Em minha modesta opinião, há certas pessoas em certos momentos que não devem ser ouvidas. Mas a distorção não está localizada unicamente naquele que fala. Se o ouvinte partilhar de convicções parecidas, ele absorve a mensagem em todos os seus detalhes e ainda a amplifica. É sábia a frase de Nietsche, que diz:  "As convicções são maiores inimigas da verdade do que as mentiras."
Como eu já conhecia a tendência do Foschini de aumentar todas as distâncias nadadas, ele acreditou no dito cujo, que falava em mais de sessenta e tralalá quilômetros, e trouxe esta proposta - ao meu ver, indecente - para o grupo, que a rejeitou veementemente por unanimidade dos ouvintes. Nós estávamos ali para nadar - mesmo que falhássemos - mas queríamos nadar. Havíamos nos preparado arduamente para tal e não seria uma opinião pessoal - que, apesar bem intencionada, era imprecisa - que nos desviaria de nosso objetivo.
Na calçada do lado de fora da pousada, acheguei-me ao nosso colega bombeiro, com seu sofisticado GPS na mão e perguntei-lhe sobre a real distância até Traipu. Ele me respondeu em poucos instantes que a distância real não variava mais de cem ou duzentos metros de minha previsão inicial - mais uma confirmação de que havíamos planejado apropriadamente o trajeto. Era um problema a menos. Só nos restava o segundo "probleminha": nadar tudo aquilo, o que não deixava de ser uma tarefa hercúlea.

Chegamos à beira do rio às três e meia. A madrugada estava um tanto friazinha com a umidade do local e a ausência absoluta do rei sol. A iluminação era mantida apenas por uma lâmpada de um poste que insistia em apagar ciclicamente, deixando-nos no maior breu de quando em quando. O leito do rio estava imerso na mais profunda escuridão. Não se via luz à distância na margem sergipana, exceto por alguns pontos aqui e acolá.
Aguardávamos o barco de acompanhamento, cedido gentilmente pela prefeitura de Pão de Açúcar. Enquanto ele não aparecia, os Bombeiros e a Marinha chegaram ao local. Como não havia sinal de barco de apoio, nem os Bombeiros nem tampouco a Marinha se animaram em colocar seu barco e jet-ski na água.

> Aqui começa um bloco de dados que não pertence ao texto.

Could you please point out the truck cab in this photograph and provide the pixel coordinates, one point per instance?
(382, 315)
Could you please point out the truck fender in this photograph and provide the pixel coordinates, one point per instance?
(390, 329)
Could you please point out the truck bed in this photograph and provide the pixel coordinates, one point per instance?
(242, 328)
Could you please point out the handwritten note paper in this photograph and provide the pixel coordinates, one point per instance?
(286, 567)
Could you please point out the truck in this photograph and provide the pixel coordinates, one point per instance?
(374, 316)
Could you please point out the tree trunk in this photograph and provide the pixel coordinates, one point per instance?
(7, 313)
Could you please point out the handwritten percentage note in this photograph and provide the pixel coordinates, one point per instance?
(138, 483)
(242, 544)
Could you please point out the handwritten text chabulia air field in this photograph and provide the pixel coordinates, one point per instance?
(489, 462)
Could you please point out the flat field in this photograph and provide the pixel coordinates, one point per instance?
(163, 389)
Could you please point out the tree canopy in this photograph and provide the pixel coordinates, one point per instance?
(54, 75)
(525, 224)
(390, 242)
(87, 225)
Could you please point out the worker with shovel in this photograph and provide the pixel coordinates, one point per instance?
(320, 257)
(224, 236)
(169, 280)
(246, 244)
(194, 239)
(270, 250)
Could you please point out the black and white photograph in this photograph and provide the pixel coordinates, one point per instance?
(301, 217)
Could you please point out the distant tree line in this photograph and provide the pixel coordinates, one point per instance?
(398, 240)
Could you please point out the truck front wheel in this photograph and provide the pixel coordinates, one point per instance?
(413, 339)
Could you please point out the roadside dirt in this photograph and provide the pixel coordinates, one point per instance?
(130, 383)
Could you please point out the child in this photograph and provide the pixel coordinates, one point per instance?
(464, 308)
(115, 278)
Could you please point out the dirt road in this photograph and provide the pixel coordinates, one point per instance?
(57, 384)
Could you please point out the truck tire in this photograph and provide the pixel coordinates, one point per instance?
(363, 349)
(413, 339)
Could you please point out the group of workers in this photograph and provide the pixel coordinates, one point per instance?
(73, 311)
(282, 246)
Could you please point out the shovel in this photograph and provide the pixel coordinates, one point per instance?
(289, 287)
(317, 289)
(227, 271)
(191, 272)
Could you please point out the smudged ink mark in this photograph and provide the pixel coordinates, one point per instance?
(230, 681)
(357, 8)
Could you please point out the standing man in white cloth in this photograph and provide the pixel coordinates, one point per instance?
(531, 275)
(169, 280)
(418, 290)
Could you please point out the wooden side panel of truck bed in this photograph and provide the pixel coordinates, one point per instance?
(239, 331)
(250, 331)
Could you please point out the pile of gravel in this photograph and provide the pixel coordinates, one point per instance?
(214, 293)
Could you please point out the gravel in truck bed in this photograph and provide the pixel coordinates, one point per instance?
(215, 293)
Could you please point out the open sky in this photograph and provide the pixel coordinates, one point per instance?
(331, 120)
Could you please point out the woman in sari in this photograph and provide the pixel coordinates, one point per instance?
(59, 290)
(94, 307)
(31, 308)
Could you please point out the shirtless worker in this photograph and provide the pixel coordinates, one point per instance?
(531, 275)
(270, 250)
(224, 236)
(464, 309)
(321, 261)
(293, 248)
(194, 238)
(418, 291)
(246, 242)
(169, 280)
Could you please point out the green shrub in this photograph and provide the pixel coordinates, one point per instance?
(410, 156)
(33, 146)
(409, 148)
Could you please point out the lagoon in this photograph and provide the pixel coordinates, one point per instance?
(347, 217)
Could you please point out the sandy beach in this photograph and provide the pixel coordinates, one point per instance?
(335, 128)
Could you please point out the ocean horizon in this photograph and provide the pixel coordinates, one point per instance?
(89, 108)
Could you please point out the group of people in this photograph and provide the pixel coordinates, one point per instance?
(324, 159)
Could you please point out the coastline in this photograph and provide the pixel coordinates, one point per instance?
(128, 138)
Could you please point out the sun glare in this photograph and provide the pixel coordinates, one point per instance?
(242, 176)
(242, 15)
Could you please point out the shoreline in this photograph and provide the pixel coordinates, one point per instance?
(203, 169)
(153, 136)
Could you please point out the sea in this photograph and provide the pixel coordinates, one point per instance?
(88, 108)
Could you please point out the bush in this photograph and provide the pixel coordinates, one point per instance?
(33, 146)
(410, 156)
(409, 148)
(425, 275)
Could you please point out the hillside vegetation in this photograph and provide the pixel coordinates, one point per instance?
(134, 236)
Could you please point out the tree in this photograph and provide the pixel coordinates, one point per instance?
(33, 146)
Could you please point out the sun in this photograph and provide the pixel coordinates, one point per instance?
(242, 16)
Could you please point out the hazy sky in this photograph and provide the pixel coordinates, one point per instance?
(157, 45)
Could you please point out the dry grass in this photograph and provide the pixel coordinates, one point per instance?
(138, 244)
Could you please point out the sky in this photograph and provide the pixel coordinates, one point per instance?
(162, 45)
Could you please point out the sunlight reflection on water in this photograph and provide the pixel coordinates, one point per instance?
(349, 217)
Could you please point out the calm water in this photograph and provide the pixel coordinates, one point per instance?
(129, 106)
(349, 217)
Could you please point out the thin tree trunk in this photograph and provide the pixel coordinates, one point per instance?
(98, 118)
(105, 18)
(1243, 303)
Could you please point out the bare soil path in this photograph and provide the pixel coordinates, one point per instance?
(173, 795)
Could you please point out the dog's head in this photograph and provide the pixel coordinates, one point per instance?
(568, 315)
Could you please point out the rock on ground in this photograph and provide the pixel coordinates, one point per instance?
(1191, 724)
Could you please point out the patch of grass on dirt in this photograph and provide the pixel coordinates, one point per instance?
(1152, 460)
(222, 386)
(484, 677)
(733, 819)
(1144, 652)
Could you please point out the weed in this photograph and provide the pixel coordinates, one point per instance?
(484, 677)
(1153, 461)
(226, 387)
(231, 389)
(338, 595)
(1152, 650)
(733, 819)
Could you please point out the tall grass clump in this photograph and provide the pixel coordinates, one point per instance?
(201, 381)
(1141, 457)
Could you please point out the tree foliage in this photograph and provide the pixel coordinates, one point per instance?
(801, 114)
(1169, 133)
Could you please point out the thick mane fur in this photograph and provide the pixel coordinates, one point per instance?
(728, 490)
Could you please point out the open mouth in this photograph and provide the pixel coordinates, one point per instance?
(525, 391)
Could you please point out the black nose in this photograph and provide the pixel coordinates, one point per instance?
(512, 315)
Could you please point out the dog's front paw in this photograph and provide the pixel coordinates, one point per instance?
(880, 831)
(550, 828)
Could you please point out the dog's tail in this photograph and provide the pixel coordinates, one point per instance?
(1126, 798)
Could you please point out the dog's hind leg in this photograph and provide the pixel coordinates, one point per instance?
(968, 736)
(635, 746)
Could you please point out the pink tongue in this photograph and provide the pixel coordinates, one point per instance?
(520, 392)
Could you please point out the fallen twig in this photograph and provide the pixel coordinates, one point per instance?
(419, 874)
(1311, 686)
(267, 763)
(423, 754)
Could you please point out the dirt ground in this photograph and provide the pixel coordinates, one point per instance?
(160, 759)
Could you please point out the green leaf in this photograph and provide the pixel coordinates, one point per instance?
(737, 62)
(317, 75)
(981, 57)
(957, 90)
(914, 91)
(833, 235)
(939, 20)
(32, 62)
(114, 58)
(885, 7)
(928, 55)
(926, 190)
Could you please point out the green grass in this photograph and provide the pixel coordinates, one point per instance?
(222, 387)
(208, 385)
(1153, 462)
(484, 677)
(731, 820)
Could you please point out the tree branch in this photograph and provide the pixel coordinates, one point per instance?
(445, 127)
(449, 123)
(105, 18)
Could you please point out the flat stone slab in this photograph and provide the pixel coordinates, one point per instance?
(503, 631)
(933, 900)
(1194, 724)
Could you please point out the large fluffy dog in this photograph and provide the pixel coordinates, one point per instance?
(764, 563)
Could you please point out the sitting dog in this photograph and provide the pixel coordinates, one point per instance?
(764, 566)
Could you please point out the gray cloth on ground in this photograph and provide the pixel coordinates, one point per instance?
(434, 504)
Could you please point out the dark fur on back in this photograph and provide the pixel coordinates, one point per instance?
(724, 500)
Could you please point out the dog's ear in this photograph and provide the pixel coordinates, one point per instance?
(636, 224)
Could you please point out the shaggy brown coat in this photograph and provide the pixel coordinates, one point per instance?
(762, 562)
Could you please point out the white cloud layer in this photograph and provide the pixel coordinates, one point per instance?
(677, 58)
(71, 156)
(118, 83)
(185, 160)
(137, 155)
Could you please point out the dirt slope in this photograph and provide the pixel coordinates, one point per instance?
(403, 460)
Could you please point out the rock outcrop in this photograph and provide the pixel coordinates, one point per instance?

Muitos questionamentos começaram a surgir. Uma tese dominante era a de que o barco poderia sair de outro ponto, mais apropriado para embarcações, que ficava cerca de quinhentos metros (ou mais) rio abaixo e que poderia estar nos esperando por lá. Já eram cinco horas da manhã, quando os Bombeiros rumaram para lá, rebocando seu barco - com o Foschini sentado no reboque - enquanto os demais nadadores pegaram uma carona na pickup da Marinha.

Começamos a ouvir o ruído de um motor de barco e a identificar luzes tênues à distância que indicavam que o barco estaria chegando no exato momento em que nos deslocávamos. Um apoio da prefeitura ficou para orientar o barco para nos pegar na outra prainha.
De lá partimos para a jornada natatória mais longa de minha vida. Tão longa que deixarei sua descrição em detalhes para minha próxima postagem.